Habichuela con dulce a crédito: una reflexión necesaria
Para todos los seguidores de la religión cristiana, la Semana Santa es un periodo importante, debido a que es el tiempo donde se conmemora la muerte y resurrección de Jesús. Esta es una época donde todos los feligreses hacen una pausa importante en sus vidas para reflexionar y verse a sí mismos con el hijo de Dios.
Semana Santa también es un escenario donde se manifiestan las mayores costumbres de todos los dominicanos. Es normal ver en estos días a nuestros amigos y familiares salir al interior a visitar a sus parientes, comprar ropa nueva, ir a la playa, alquilar villas y también hacer las famosas habichuelas con dulce.
La presión social se convierte en un alma difícil de enfrentar, debido a que, a partir del jueves a la 1 de la tarde, comienzan los estados de las personas en las redes sociales a dominar el escenario.

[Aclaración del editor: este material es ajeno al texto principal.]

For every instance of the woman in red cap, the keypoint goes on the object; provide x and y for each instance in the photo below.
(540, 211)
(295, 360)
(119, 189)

Enfrentar este poder mediático es un acto incluso de rebeldía al propio sistema en el que vivimos.
Para el dominicano promedio es difícil asumir la idea de que, después de un año trabajando de lunes a sábado, y en ocasiones hasta los domingos, se vea en la obligación de permanecer en su casa porque no tiene los recursos para poder disfrutar un espacio de ocio con sus familiares y amigos.
Los préstamos de consumo y los créditos usureros fuera del sistema financiero se vuelven el motor de arranque que permite a los ciudadanos que no tienen liquidez en ese momento poder costear estas pequeñas vacaciones, aunque más adelante se vean en la necesidad de tener que enfrentar el estrés financiero.
Para muchos financieros domésticos, las personas deberían ahorrar una parte de su salario para poder costear estas vacaciones que se presentan cada año, y desde la lógica del 50/30/20 todo pareciera ser posible en teoría, pero cuando nos vamos a la materialidad del asunto, nos damos cuenta de que los salarios de las personas no permiten, en muchas ocasiones, ni llegar a fin de mes.
No se puede seguir cayendo en la ignorancia mediática que se multiplica en las redes sociales, con muchos supuestos expertos financieros que predican la idea de que la liquidez es un problema del individuo y no de la estructura económica del sistema en que vivimos. Se hace necesario enfrentar este discurso y motivar a la construcción de una economía familiar resiliente para que los dominicanos no tengan que hacer sus habichuelas con créditos usureros.